Signposting registration case study
Signposting registration case study: using tenancy deposit scheme data to improve registration among private renters
Landlords in the private rented sector are required to protect tenants’ deposits with a government approved tenancy deposit scheme. There are three authorised tenancy deposit schemes which operate in England and Wales, Scotland and Northern Ireland, protecting around 4.5 million deposits and representing around 6 million tenants. Around half of all deposits are protected through custodial schemes which hold the deposit for the duration of the tenancy. The balance of protected deposits are held and managed by the landlord or letting agent via insured-backed schemes and where schemes have far less interaction with the tenant.

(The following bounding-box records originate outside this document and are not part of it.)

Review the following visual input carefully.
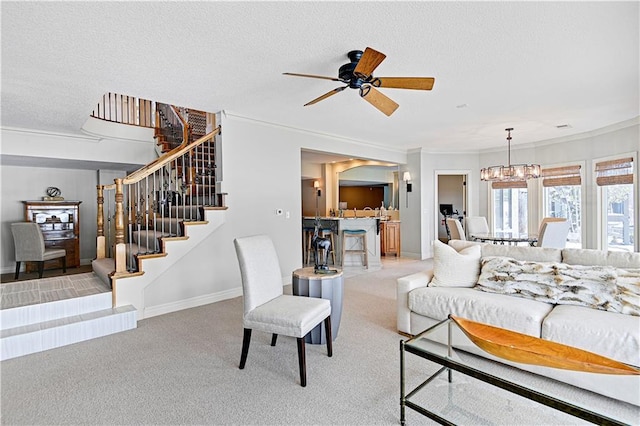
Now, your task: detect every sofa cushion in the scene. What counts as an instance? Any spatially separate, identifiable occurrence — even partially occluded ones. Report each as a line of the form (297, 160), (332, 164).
(475, 257), (622, 312)
(449, 240), (562, 262)
(429, 240), (480, 287)
(562, 249), (640, 268)
(542, 305), (640, 366)
(409, 287), (553, 337)
(482, 244), (562, 262)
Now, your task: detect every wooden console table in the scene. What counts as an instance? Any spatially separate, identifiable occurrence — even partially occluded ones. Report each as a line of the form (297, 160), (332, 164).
(22, 200), (82, 272)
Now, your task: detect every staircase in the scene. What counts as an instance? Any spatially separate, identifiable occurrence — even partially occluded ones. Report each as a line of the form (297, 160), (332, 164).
(0, 292), (137, 361)
(92, 102), (227, 318)
(0, 94), (227, 360)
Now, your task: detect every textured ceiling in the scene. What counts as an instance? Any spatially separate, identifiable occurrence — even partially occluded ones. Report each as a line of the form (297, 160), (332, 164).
(0, 1), (640, 152)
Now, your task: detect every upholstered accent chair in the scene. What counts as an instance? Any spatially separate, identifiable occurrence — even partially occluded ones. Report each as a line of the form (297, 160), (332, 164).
(537, 220), (571, 249)
(465, 216), (489, 239)
(233, 235), (333, 387)
(11, 222), (67, 280)
(447, 218), (467, 240)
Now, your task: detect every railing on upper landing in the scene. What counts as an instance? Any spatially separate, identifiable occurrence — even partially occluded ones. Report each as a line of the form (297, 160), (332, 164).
(91, 92), (156, 128)
(97, 127), (226, 275)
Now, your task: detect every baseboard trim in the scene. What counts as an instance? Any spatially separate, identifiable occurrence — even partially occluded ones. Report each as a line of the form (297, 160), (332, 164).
(142, 287), (242, 319)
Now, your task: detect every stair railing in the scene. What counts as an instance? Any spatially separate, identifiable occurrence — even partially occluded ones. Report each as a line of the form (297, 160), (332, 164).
(97, 127), (226, 274)
(91, 92), (156, 127)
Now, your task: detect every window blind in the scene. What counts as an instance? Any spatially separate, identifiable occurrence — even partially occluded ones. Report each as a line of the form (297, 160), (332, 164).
(491, 180), (527, 189)
(542, 165), (582, 187)
(596, 157), (633, 186)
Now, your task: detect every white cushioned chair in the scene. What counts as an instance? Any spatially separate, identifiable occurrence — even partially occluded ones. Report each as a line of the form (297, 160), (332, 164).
(447, 218), (467, 240)
(11, 222), (67, 280)
(233, 235), (333, 386)
(464, 216), (489, 240)
(537, 220), (571, 248)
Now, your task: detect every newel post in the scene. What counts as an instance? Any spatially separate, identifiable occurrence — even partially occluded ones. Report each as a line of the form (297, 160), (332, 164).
(96, 185), (107, 259)
(115, 178), (127, 273)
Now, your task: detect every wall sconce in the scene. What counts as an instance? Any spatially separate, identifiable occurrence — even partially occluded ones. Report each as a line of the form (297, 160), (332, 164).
(402, 172), (412, 207)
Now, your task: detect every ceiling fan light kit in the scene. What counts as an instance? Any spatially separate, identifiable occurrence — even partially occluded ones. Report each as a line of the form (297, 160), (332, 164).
(480, 127), (541, 182)
(283, 47), (435, 116)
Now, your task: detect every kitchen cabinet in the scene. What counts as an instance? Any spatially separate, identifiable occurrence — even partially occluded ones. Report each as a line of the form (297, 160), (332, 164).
(380, 220), (400, 256)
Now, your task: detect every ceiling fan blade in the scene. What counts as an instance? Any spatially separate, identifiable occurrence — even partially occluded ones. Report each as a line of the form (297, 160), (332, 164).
(371, 77), (436, 90)
(282, 72), (342, 81)
(353, 47), (387, 80)
(360, 85), (400, 116)
(304, 86), (349, 106)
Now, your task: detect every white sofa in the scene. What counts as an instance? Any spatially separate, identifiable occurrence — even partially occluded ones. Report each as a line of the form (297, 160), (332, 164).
(397, 240), (640, 406)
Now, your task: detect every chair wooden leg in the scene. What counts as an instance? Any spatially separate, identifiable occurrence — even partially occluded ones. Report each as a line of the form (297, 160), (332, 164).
(296, 337), (307, 387)
(324, 315), (333, 357)
(240, 328), (251, 370)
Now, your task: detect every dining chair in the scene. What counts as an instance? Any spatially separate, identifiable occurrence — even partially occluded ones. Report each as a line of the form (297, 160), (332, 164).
(537, 220), (571, 248)
(233, 235), (333, 387)
(465, 216), (489, 239)
(11, 222), (67, 280)
(446, 218), (467, 240)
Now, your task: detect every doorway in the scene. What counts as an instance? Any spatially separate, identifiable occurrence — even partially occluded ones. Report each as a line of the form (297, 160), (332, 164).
(435, 170), (470, 243)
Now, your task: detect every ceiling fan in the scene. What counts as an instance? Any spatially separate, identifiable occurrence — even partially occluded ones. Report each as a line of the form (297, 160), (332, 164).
(283, 47), (435, 116)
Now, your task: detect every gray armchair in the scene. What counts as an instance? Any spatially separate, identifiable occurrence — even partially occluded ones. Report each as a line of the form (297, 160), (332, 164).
(11, 222), (67, 280)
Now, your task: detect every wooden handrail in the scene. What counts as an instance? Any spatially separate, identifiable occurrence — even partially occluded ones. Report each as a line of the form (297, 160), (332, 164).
(171, 105), (189, 146)
(122, 126), (220, 185)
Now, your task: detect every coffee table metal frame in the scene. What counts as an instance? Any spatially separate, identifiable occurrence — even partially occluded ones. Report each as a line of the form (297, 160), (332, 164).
(400, 318), (625, 425)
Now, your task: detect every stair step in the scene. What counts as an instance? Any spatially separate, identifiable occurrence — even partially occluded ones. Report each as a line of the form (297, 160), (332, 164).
(0, 292), (137, 360)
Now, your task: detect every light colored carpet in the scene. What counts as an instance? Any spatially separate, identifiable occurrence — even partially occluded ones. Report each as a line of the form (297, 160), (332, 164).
(0, 261), (637, 425)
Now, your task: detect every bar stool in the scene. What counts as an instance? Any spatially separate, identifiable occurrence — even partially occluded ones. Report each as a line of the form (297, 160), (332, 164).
(342, 229), (369, 268)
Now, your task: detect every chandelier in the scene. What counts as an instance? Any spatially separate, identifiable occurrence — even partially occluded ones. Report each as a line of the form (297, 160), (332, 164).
(480, 127), (540, 182)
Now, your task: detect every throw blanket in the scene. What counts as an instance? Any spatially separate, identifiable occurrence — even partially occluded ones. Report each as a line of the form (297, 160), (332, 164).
(474, 257), (640, 315)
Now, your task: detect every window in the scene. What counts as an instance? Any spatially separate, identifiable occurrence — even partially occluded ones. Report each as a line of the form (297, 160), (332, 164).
(492, 181), (528, 234)
(596, 157), (635, 251)
(542, 165), (582, 248)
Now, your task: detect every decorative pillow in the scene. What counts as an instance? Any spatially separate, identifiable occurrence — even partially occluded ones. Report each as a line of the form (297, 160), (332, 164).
(429, 240), (480, 288)
(475, 257), (622, 312)
(616, 268), (640, 316)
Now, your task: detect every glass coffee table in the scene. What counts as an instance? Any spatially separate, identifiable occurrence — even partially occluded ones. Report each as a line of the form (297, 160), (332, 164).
(400, 316), (640, 425)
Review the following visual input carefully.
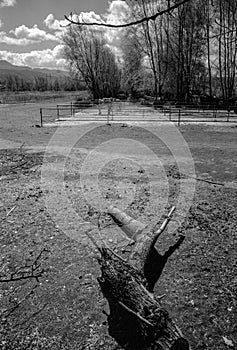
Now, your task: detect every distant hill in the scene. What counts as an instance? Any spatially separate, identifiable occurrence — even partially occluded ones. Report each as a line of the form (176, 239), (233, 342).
(0, 60), (69, 83)
(0, 60), (79, 91)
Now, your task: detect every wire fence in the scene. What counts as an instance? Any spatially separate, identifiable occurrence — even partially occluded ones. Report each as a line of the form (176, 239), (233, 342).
(40, 101), (237, 126)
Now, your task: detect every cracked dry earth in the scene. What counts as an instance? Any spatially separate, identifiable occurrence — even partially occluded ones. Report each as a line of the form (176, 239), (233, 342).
(0, 121), (237, 350)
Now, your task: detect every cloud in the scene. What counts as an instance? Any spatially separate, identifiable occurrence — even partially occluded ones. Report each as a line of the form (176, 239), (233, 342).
(10, 24), (56, 41)
(106, 0), (130, 24)
(105, 0), (130, 57)
(0, 45), (66, 69)
(0, 0), (16, 7)
(44, 13), (68, 30)
(0, 24), (59, 46)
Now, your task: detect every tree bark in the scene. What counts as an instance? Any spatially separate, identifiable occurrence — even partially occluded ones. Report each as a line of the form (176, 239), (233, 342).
(95, 208), (189, 350)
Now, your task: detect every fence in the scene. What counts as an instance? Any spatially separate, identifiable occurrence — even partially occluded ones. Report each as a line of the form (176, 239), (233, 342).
(40, 101), (237, 126)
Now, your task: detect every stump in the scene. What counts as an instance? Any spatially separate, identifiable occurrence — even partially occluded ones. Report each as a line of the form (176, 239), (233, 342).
(93, 208), (190, 350)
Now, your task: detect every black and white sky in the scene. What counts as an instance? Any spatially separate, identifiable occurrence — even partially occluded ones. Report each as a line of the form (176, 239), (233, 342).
(0, 0), (128, 69)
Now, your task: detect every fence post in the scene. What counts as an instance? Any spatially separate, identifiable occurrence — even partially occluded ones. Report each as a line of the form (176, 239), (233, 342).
(57, 105), (59, 120)
(40, 108), (43, 128)
(107, 107), (110, 125)
(178, 109), (181, 126)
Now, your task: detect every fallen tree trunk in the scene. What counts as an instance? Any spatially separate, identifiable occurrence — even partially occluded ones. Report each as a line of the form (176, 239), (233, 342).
(94, 208), (189, 350)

The schemes communicate with tenants via email at the start of the tenancy to confirm that their deposit is protected, and then at various points throughout the tenancy, but mainly when the tenant is seeking to gain return of their deposit from the scheme (custodial scheme), or the scheme has unprotected the deposit (insured scheme). Prompts with information about registering and a link to the Register to Vote website could be embedded into these communications, and on scheme websites or mobile apps.
All schemes have indicated that they are open to exploring ways in which they could work with the Commission to improve registration rates among private renters.
End notes
1. The franchise for local elections in Scotland and Wales includes those aged 16 and 17 and, in those nations, residents aged 14 or 15 at the time of fieldwork (who turn 16 during the lietime of the registers) are counted as attainers on the local government registers. However, legally, registration data on 14 and 15 year olds cannot be shared by Electoral Registration Officers so this group was excluded from the research and any measure of completeness and accuracy. All findings should be read with this in mind.